Spanish photographer Diana Coca tells Mike Peters that she's been liberated by China's arts community.
She had felt on top of the world until last Saturday. A jury had chosen a photograph from her Extreme Nature series for an exhibition at the Cervantes Institute, and she was full of plans for the Beijing Design Week in September. And then the heavens opened. Extreme Nature had come to the capital in force. 24 hours later, the world of Spanish artist Diana Coca "looked like the Spanish Civil War". The little community of artists she works with in a cluster of seven greenhouses in Caochangdi village had been flooded out by the worst storm to hit China's capital in 61 years. Waterlogged sofas, computers, rugs, tables and canvases were toted outside, where a Johnny-come-lately sun beamed from a deep blue sky as if nothing had happened. By mid-afternoon, the courtyard and garden looked like a marketplace full of brightly colored goods.
Many of Diana Coca's self-portraits reflect her experience as an actor or model - roles she says make her braver than she is in "real life". Photos Provided to China Daily |
Finding an opportunity - even odd beauty - in a difficult moment is nothing new for Coca, who joined her neighbors as they tossed the unusable, dried out the salvageable and rinsed off the merely muddy.
Like many expats, she has been inspired by China's energy and creative potential - and made the most of it since arriving a little more than a year ago.
"I was never supposed to be here," says the vivacious 35-year-old over lunch at a Yunnan cafe near her studio last week.
"But I believe in the power of chance. When you let chance happen, let chance touch you, amazing things can happen. Many people never follow that flow, and then they walk through life convinced that they are not as lucky as others."
In self-portraits such as City of Broken Dolls, Diana Coca emphasizes her shyness by partially hiding her eyes and face.Mike Peters / China Daily |
Coca studied philosophy in her native Majorca, fascinated by such thinkers as Foucault, Nitsche, Freud and Spanish essayist Maria Zambrano.
But by the time she had her degree, she felt "the books were too far from real life". She had been earning money modeling for a series of male painters and photographers in Spain, and become obsessed with gender identity in general and "tired of being told what to do with my body by male figures" in particular.

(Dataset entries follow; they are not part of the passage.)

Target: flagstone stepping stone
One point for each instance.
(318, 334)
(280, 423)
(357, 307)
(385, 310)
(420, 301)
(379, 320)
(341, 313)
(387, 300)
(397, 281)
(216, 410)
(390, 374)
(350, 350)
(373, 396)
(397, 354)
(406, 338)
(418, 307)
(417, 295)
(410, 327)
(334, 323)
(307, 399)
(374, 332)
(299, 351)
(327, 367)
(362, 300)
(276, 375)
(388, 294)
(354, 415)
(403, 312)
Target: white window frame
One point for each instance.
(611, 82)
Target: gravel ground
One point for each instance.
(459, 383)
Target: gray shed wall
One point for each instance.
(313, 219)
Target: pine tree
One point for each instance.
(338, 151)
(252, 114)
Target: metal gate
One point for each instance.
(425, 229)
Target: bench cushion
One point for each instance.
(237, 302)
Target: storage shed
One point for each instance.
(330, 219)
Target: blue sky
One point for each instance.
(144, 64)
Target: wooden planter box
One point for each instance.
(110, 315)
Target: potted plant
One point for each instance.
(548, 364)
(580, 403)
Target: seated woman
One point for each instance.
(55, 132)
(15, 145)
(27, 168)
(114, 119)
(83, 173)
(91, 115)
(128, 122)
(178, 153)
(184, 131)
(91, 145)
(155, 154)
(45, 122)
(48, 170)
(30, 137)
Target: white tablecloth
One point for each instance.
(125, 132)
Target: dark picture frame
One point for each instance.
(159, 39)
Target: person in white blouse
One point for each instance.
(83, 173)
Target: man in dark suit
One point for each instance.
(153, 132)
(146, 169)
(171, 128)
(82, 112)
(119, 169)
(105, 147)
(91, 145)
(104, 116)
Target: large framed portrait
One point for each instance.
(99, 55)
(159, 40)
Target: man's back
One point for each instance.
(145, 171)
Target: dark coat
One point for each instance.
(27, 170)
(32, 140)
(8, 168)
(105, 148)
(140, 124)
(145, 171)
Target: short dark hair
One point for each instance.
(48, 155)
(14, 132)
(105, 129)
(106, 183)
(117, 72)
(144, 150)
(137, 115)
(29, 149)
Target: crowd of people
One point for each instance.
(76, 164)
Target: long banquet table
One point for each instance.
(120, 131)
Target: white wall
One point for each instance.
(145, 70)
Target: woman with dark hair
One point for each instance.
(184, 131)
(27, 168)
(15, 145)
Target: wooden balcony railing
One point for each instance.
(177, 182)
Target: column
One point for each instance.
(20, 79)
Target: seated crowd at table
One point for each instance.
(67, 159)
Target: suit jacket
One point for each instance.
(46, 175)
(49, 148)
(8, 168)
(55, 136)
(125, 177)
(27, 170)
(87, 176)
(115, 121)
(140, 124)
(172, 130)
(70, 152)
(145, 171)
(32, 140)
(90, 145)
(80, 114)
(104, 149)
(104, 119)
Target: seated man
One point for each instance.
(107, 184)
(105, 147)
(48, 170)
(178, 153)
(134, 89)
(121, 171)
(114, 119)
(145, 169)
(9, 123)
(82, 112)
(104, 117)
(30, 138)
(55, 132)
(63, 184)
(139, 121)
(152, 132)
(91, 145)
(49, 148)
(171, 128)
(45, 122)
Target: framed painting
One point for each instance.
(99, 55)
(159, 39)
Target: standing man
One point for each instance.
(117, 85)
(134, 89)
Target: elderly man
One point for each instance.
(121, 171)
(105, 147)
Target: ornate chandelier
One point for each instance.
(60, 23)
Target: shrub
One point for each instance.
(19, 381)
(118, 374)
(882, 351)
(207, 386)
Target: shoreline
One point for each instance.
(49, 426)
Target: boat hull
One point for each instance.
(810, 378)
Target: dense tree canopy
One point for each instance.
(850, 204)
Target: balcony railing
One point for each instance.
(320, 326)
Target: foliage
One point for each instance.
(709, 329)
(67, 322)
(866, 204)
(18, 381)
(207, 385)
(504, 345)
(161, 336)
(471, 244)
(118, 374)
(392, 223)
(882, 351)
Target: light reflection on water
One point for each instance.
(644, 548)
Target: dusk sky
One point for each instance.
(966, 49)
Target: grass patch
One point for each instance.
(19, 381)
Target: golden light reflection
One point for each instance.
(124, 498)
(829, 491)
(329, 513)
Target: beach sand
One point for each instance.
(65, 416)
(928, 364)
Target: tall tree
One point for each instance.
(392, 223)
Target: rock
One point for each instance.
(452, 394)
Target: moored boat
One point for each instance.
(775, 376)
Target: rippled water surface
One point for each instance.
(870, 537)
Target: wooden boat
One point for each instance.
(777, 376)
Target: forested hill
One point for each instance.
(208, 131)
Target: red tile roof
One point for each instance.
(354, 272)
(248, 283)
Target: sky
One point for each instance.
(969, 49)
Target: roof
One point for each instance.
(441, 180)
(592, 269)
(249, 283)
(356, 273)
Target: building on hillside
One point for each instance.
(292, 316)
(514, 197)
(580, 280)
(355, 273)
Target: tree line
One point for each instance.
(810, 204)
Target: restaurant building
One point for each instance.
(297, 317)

Not for the first time, she thought of the strong, bright women in her family who had shelved ambitions to be museum directors and other professionals. A patriarchal culture in Spain had steered them instead to nursing and teaching - worthy occupations but not their own choice.
As she began to explore questions of female identity, she started taking self-portraits - and an artist was born. She set aside her degree in philosophy - but not the ideas it had given her - and was off to the UK to study art and photography in Brighton.
With a new degree in hand, she allowed a series of grants to sweep her to projects from New York to Mexico and then to Beijing's Three Shadows Photography Art Center.
"My work is still mainly self-portraits," she says. Because she is focused on the "objectification" of women - "and because I am actually shy by nature" - her images often do not show her face or her eyes.
In one image that's pure parody, only her bare legs in red heels appear, extending up into the moon door of a Chinese garden.
"In my art, I am looking not just for identity but for my place in the world," she says. "Sometimes the image is violent, sometimes I am falling, but I always get up again."
Coca's plans for her upcoming Beijing Design Week installation reflect that theme: "I'll have metal chains from the ceiling, like a curtain, with a lot of high heels to show the slavery of women in the commercial world, now even in China."
But her ideas and concerns now, she says, have evolved beyond female identity to the way society engulfs individuals. She's reading Aldous Huxley's Happy World after having read the novel Blade Runner, and she says humanity is walking to that society slowly.
"I can see Blade Runner when I go to cities like Hong Kong or London today, see the encroachment of cameras and the Internet into the lives of human beings." It's about control, she says: "Tools can control you if you don't control them."
Meanwhile, she's finding a lot of freedom in the art world, especially in China. That was something of a surprise, she says, because the Western media coverage of the creative scene in China tends to focus on dissident artists and their political problems.
"But I have never had a problem, for example, with a naked display in a public space. Today, China is more open-minded about art than Europe in this way - this can be a very good place to be an artist."